Is there some method that could monitor a device for very long periods
of time with millions of packets going by and find the source of the
error?
Yes. The device is called "USB protocol analyzer".
If you monitor only the host software side, the maximum you can see is that there was some "transaction error", and the port can or can't recover after dropping. USB protocol has hardware-assisted means to re-try failing transactions, and software doesn't have any visibility into "error count". So you need to identify the root cause of the error at physical level, on D+/D- wires.
There are affordable USB analyzers, especially for USB 1.1 (FS 12 Mbps) rate. A good analyzer can be set for a sophisticated trigger while monitoring traffic in a long loop, or even recording the entire traffic up to capacity of your hard drive. I would recommend a small Teledyne/Lecroy model Mercury T2, but other guys like Ellisys and Totalphase Beagle are getting better and better.
However you need to be careful, since the analyzers are somewhat invasive, and their connectors/internals do have some effect on signal integrity. In case of flaky connection and rare error rate the analyzer can either improve the signal (and you might never see the problem) or can kill the link functionality (which will helpful to pinpoint the problem).
So in short you need to identify who is at fault when the device drop happens.
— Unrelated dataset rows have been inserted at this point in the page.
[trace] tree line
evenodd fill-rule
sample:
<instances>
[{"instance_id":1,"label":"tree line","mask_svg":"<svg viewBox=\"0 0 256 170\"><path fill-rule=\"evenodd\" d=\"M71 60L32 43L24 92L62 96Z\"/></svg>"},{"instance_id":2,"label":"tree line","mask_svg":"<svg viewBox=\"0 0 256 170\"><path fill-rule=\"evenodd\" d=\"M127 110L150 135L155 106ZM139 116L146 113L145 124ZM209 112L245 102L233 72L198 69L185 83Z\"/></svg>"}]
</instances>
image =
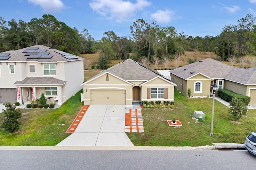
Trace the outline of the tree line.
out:
<instances>
[{"instance_id":1,"label":"tree line","mask_svg":"<svg viewBox=\"0 0 256 170\"><path fill-rule=\"evenodd\" d=\"M0 16L0 52L35 45L76 55L98 52L99 66L103 68L111 60L128 58L146 65L178 61L185 51L193 51L214 53L220 60L233 63L256 53L255 19L248 14L236 25L225 25L218 35L204 37L178 33L174 27L159 26L154 21L138 19L130 25L127 36L109 31L96 40L86 29L80 31L71 28L52 15L34 18L28 23L13 19L7 22Z\"/></svg>"}]
</instances>

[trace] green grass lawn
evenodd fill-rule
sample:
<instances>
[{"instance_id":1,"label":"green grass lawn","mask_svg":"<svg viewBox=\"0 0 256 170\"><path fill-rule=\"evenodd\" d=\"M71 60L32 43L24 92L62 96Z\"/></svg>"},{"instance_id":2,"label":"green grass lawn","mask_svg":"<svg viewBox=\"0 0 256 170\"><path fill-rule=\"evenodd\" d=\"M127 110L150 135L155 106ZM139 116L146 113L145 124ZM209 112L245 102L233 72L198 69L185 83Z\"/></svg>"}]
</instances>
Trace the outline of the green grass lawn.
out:
<instances>
[{"instance_id":1,"label":"green grass lawn","mask_svg":"<svg viewBox=\"0 0 256 170\"><path fill-rule=\"evenodd\" d=\"M144 133L126 133L135 146L199 146L212 143L243 143L246 136L256 131L256 110L249 110L248 117L243 116L233 123L228 116L228 107L215 100L213 137L210 131L212 99L188 99L175 90L172 109L142 109ZM194 110L206 112L205 120L192 119ZM169 126L167 120L173 117L182 126Z\"/></svg>"},{"instance_id":2,"label":"green grass lawn","mask_svg":"<svg viewBox=\"0 0 256 170\"><path fill-rule=\"evenodd\" d=\"M58 109L21 109L21 129L11 134L0 129L0 146L55 146L70 135L66 131L83 106L80 93ZM215 101L214 136L210 137L212 99L188 99L176 90L174 96L176 107L172 109L142 109L145 133L126 133L134 145L198 146L211 145L212 143L242 143L247 135L256 131L256 110L249 110L248 117L243 116L239 123L233 123L228 117L228 107ZM193 120L194 110L205 111L205 120L196 122ZM167 120L174 117L180 120L182 126L169 126ZM65 125L62 126L62 124Z\"/></svg>"}]
</instances>

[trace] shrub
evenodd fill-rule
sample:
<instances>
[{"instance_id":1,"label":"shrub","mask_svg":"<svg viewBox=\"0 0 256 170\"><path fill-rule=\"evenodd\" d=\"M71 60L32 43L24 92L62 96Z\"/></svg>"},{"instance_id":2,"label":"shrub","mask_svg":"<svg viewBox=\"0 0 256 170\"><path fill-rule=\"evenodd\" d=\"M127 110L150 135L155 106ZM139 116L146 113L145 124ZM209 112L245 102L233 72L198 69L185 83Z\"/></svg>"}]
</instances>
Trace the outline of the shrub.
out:
<instances>
[{"instance_id":1,"label":"shrub","mask_svg":"<svg viewBox=\"0 0 256 170\"><path fill-rule=\"evenodd\" d=\"M16 132L20 127L18 119L21 117L21 112L10 103L6 102L3 105L6 109L3 111L4 116L1 118L3 121L0 127L8 133Z\"/></svg>"},{"instance_id":2,"label":"shrub","mask_svg":"<svg viewBox=\"0 0 256 170\"><path fill-rule=\"evenodd\" d=\"M39 103L42 105L44 105L46 103L46 98L44 96L44 93L42 93L39 99Z\"/></svg>"},{"instance_id":3,"label":"shrub","mask_svg":"<svg viewBox=\"0 0 256 170\"><path fill-rule=\"evenodd\" d=\"M31 108L32 107L32 105L31 104L28 104L26 107L27 108Z\"/></svg>"},{"instance_id":4,"label":"shrub","mask_svg":"<svg viewBox=\"0 0 256 170\"><path fill-rule=\"evenodd\" d=\"M52 109L53 108L54 108L54 105L53 104L50 104L50 106L49 106L49 108L50 109Z\"/></svg>"},{"instance_id":5,"label":"shrub","mask_svg":"<svg viewBox=\"0 0 256 170\"><path fill-rule=\"evenodd\" d=\"M44 105L44 108L45 109L48 109L49 108L49 104L45 104Z\"/></svg>"},{"instance_id":6,"label":"shrub","mask_svg":"<svg viewBox=\"0 0 256 170\"><path fill-rule=\"evenodd\" d=\"M32 107L33 108L37 108L38 104L37 103L34 103L33 104Z\"/></svg>"},{"instance_id":7,"label":"shrub","mask_svg":"<svg viewBox=\"0 0 256 170\"><path fill-rule=\"evenodd\" d=\"M156 104L161 104L160 101L156 101Z\"/></svg>"},{"instance_id":8,"label":"shrub","mask_svg":"<svg viewBox=\"0 0 256 170\"><path fill-rule=\"evenodd\" d=\"M251 100L251 98L249 96L238 94L232 91L224 89L218 89L218 96L221 99L230 103L231 103L234 98L236 98L242 100L246 106L248 106Z\"/></svg>"},{"instance_id":9,"label":"shrub","mask_svg":"<svg viewBox=\"0 0 256 170\"><path fill-rule=\"evenodd\" d=\"M148 104L148 101L142 101L141 105L144 105L144 104Z\"/></svg>"}]
</instances>

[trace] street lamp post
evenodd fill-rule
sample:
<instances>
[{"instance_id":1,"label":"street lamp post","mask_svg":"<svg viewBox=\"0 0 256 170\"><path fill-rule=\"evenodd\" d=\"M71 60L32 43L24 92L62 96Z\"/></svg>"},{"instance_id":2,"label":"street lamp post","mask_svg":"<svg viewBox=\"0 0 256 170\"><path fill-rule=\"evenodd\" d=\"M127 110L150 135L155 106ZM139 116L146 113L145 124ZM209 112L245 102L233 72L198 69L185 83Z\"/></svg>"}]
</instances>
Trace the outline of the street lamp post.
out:
<instances>
[{"instance_id":1,"label":"street lamp post","mask_svg":"<svg viewBox=\"0 0 256 170\"><path fill-rule=\"evenodd\" d=\"M215 92L218 88L218 86L216 85L216 83L214 83L212 86L211 86L212 88L212 92L213 95L212 95L212 123L211 124L211 132L210 133L210 135L213 136L212 133L212 129L213 129L213 113L214 110L214 97L215 96Z\"/></svg>"}]
</instances>

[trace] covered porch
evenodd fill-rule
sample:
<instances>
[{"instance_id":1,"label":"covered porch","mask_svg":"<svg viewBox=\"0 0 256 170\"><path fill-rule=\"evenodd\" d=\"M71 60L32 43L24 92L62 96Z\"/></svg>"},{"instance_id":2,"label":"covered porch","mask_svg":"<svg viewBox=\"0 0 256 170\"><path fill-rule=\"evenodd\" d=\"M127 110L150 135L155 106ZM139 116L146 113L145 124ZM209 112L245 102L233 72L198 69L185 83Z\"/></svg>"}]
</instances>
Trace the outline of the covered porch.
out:
<instances>
[{"instance_id":1,"label":"covered porch","mask_svg":"<svg viewBox=\"0 0 256 170\"><path fill-rule=\"evenodd\" d=\"M17 89L17 101L20 104L39 99L44 94L48 102L62 105L65 99L65 84L67 82L52 77L26 78L14 85Z\"/></svg>"}]
</instances>

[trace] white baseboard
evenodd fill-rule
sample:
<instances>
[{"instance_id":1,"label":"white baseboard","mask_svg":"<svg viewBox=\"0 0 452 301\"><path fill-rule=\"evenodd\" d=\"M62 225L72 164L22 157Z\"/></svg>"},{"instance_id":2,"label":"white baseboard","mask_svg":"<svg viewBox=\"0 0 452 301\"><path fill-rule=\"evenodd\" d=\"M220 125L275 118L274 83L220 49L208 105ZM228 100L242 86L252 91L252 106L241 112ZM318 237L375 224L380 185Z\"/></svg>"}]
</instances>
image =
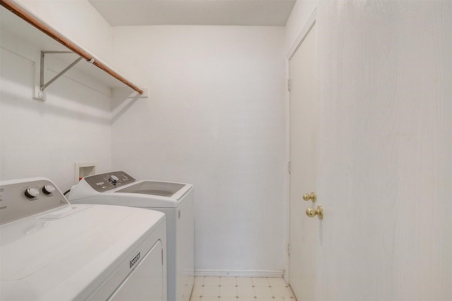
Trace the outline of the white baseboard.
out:
<instances>
[{"instance_id":1,"label":"white baseboard","mask_svg":"<svg viewBox=\"0 0 452 301\"><path fill-rule=\"evenodd\" d=\"M284 271L196 269L195 277L271 277L282 278Z\"/></svg>"}]
</instances>

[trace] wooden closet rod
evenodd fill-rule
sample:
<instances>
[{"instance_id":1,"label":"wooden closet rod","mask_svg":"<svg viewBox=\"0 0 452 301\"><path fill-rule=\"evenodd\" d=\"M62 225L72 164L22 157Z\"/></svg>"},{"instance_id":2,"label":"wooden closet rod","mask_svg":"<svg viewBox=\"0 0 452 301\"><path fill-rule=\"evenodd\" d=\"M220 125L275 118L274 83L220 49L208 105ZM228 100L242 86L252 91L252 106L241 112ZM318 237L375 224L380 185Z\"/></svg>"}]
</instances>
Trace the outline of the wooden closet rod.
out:
<instances>
[{"instance_id":1,"label":"wooden closet rod","mask_svg":"<svg viewBox=\"0 0 452 301\"><path fill-rule=\"evenodd\" d=\"M49 27L47 25L44 24L42 21L37 19L36 17L28 13L27 11L15 4L11 0L0 0L0 4L1 6L5 7L8 11L11 11L14 14L17 15L19 18L23 19L28 23L31 24L32 26L35 27L38 30L41 30L44 34L47 35L49 37L54 39L55 41L58 42L63 46L65 46L66 48L72 51L76 54L79 55L82 58L85 59L90 63L92 63L93 65L100 68L100 69L105 71L107 73L109 74L114 78L123 82L124 85L130 87L135 91L136 91L139 94L143 94L143 90L139 87L136 87L135 85L132 84L131 82L114 72L114 70L109 68L107 66L103 64L102 62L97 61L95 60L95 58L93 57L93 56L77 45L74 44L73 42L69 41L66 37L63 37L59 32Z\"/></svg>"}]
</instances>

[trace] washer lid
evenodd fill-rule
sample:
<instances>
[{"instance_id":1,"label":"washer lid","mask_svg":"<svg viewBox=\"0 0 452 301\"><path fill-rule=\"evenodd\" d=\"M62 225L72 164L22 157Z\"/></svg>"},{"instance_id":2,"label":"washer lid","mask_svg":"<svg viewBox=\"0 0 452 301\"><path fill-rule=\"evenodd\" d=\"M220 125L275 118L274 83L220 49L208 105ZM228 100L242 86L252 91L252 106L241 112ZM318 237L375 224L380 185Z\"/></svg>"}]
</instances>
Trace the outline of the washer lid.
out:
<instances>
[{"instance_id":1,"label":"washer lid","mask_svg":"<svg viewBox=\"0 0 452 301\"><path fill-rule=\"evenodd\" d=\"M3 225L0 300L85 300L164 221L152 210L73 204Z\"/></svg>"},{"instance_id":2,"label":"washer lid","mask_svg":"<svg viewBox=\"0 0 452 301\"><path fill-rule=\"evenodd\" d=\"M137 184L131 185L121 190L116 190L115 192L141 193L142 195L172 197L184 186L185 186L184 184L179 183L141 181Z\"/></svg>"}]
</instances>

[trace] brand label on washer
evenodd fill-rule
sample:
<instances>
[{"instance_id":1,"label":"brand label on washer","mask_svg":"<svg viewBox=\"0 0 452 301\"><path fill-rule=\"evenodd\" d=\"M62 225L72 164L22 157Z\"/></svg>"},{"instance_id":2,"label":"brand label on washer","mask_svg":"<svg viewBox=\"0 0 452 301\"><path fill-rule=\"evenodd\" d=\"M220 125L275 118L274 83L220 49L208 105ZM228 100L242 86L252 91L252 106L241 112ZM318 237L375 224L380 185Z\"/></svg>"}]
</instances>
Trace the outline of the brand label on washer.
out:
<instances>
[{"instance_id":1,"label":"brand label on washer","mask_svg":"<svg viewBox=\"0 0 452 301\"><path fill-rule=\"evenodd\" d=\"M136 263L136 262L138 262L138 260L140 260L140 252L138 252L138 254L135 255L135 257L133 257L132 259L132 260L130 261L130 268L131 269L132 266L133 266L133 264L135 264Z\"/></svg>"}]
</instances>

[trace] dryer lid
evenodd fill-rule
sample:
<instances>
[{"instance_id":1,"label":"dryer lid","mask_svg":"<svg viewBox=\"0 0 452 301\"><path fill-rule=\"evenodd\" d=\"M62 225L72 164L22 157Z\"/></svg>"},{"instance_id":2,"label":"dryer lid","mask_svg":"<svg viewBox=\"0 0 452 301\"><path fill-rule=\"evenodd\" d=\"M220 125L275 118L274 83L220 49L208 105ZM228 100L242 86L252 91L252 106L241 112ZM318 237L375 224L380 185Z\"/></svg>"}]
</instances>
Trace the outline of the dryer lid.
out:
<instances>
[{"instance_id":1,"label":"dryer lid","mask_svg":"<svg viewBox=\"0 0 452 301\"><path fill-rule=\"evenodd\" d=\"M0 299L85 299L165 219L151 210L72 204L4 225Z\"/></svg>"}]
</instances>

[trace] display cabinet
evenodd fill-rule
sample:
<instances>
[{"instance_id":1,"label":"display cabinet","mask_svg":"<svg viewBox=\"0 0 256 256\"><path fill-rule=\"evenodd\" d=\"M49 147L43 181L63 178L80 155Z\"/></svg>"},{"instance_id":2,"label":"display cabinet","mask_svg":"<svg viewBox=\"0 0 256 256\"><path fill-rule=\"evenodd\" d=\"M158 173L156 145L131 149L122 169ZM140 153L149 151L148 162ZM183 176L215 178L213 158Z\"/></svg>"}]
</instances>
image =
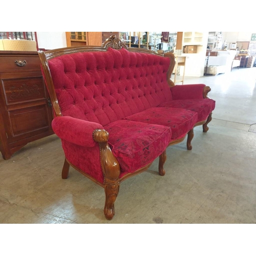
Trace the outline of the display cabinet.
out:
<instances>
[{"instance_id":1,"label":"display cabinet","mask_svg":"<svg viewBox=\"0 0 256 256\"><path fill-rule=\"evenodd\" d=\"M185 76L203 76L208 34L208 32L182 32L181 56L186 57ZM180 34L177 35L177 40L178 37L180 40ZM183 67L180 67L181 72L183 72Z\"/></svg>"}]
</instances>

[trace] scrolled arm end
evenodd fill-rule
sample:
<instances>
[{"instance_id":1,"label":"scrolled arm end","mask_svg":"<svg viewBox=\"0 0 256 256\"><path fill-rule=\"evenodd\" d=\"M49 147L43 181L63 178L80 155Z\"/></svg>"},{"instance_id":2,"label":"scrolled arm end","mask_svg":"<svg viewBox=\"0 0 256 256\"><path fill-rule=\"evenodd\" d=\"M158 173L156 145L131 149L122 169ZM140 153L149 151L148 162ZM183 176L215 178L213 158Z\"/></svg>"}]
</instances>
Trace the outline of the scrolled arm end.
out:
<instances>
[{"instance_id":1,"label":"scrolled arm end","mask_svg":"<svg viewBox=\"0 0 256 256\"><path fill-rule=\"evenodd\" d=\"M106 142L109 137L109 133L105 130L96 129L93 133L93 139L96 142Z\"/></svg>"}]
</instances>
It could be (a) device makes wrong responses to a valid USB protocol, (b) channel signal integrity problem, or (c) host hardware has a bug in handling some peculiarities of USB protocol.
I would start with (b) and check if all signals on the bus meet basic USB signal specifications: pattern frequency within 2000 ppm, jitter within the norm, signal edges are monotonic, and signal eye meet the diagram mask, all over your specific cables, devices, and hosts. There are standard procedures described in USB-IF website how to perform the electrical tests within USB compliance program.
If the signals meet basic FS signal specifications, the Protocol analyzer would be the next thing to deploy. If might be challenging to set up proper trigger and have correct interpretation of bus events leading to error. If you don't have experience with USB analyzers, you might need to take some training or get a consultant.